In conclusion, reconciling both early and later stages of the disease, we propose an integrative model of how Aβ fibrils, soluble p-tau concentrations, functional connectivity, accumulation rates of insoluble tau aggregates and cognitive decline are interrelated across the entire clinical continuum of AD (Fig. 6). In this model, initially the Aβ-related increase of p-tau seeds are taken up by neurons to initiate the misfolding and aggregation of tau in a given brain region, with more substrate (i.e. soluble p-tau) for aggregation leading to more rapid local tau aggregation. Later on, local self-replication and accumulation of misfolded tau aggregates may take over once a critical threshold of tau aggregates is reached.
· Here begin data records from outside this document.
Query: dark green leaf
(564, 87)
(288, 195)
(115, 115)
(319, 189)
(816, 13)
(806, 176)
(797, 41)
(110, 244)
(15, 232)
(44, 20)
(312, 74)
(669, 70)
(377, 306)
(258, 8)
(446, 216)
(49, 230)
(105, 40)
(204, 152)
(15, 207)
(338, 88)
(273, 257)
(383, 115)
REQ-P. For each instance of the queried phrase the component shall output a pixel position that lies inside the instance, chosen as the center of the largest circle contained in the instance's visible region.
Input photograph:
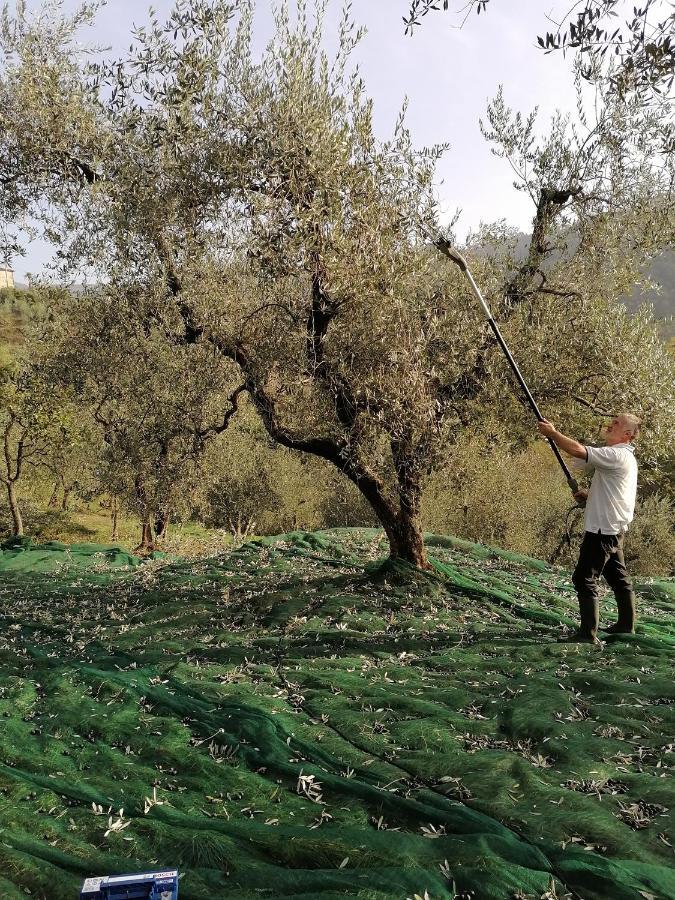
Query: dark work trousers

This distinct-stage process also aligns with recent evidence of trans-neuronal tau spreading being critical for the initial expansion of tau pathology, but local replication of tau pathology driving accumulation of tau aggregates in later stages51. Stemming from this model, our work has potential implications for therapeutic approaches. We propose that targeting Aβ fibrils and soluble p-tau in early AD may be a promising strategy to slow the formation of tau aggregates, and thereby to preserve cognitive abilities for a longer period. Preliminary evidence from recent phase 2 and 3 clinical trials suggest that anti-Aβ therapies promptly reduce soluble p-tau concentrations in both CSF and plasma, reenforcing the close relationship between Aβ pathology and increases in extracellular p-tau levels52,53,54. Applying the same principles to anti-tau therapies (see ref. 55 for a review), we speculate that approaches reducing tau production and phosphorylation (e.g. antisense oligonucleotides, post-translational modification modulators, passive immunotherapies) would be most effective early on. On the other hand, in late stages of the disease, when local tau aggregation is the predominant pathway leading to tau accumulation, targeting tau aggregates may exert stronger clinical benefits. As such, it is possible that therapeutics acting on tau aggregation inhibition and active clearance of aggregates might be more beneficial in the dementia stage. Our findings may be a starting point for future precision-medicine interventions that target the dominant pathway that determines tau aggregation, which are Aβ and soluble p-tau increases in early AD and tau aggregates in late AD.